The EU freezes airline emission legislation

On 12 November, the EU Commissioner for Climate Action, Connie Hedegaard, relayed a new Commission proposal, backed by the Member States, to "stop the clock" on enforcing international aspects of aviation EU emissions trading.

The suspension of the EU trading emission scheme will operate only on flights from and to the European Union. Intra-European flights will have to comply with current legislation.

The scheme already applies to several industry sectors considered as heavy polluters. Aviation was included in the system through a slow phasing in and it came into full effect in 2012, with the first amounts being due in April 2013. Even though the principle is to tackle pollution, and all actors agree on the necessity to reduce pollution, the scheme has been heavily criticized as it does not provide that the funds raised by this "tax" will be reinvested in environmental projects or in improving infrastructures, such as European airports. Moreover, a purely European scheme has demonstrated that it favors "carbon leakage", meaning that it simply moves pollution towards countries that have not adopted such a legislation.

From a purely legal angle, the scheme has raised international concern and strong opposition from non-European countries that view the EU intervention as an extra-territorial legislation. Indeed, flights of third country airlines departing from, or landing in, a European airport are submitted to the scheme for the entire length of the flight, i.e. including part of the flight that does not take place in the EU's airspace.

A global approach to climate change has been advocated from all parties. It has been indeed long argued that a comprehensive market based mechanism (MBM) adopted worldwide would be much more meaningful against climate change.

The EU Commissioner indicates indeed that the suspension comes as a consequence of the advancement of the works carried out by the International Civil Aviation Organization (ICAO) in order to create an international and global regulation on emissions from aviation. The suspension operates indeed until after the ICAO General Assembly next autumn which is expected to take a decision on the creation of a global emission trading scheme.

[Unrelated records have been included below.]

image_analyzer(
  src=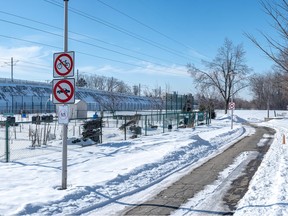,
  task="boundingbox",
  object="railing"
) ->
[0,112,209,162]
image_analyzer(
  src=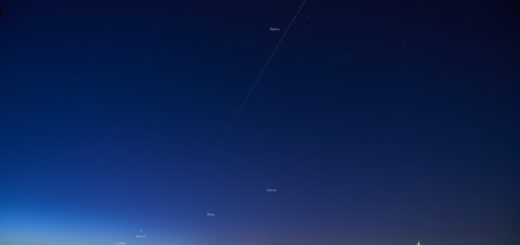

The decision of the EU also allows, at least for the next year, to avoid a "trade war" between the EU and some of its major business partners such as the United States, Russia, China and India which have passed, or are in the process of passing, laws forbidding their airlines to comply with the EU trading emission scheme. In addition to that, and as a retaliation against this system China also suspended several orders previously placed with Airbus for the supply of new aircraft.

If the announcement has generally been welcomed as a sign of good will by the European Union towards its international partners, the European airlines, which are facing one of the most long lasting economic crisis ever faced by the sector, are now at a competitive disadvantage against their international competitors.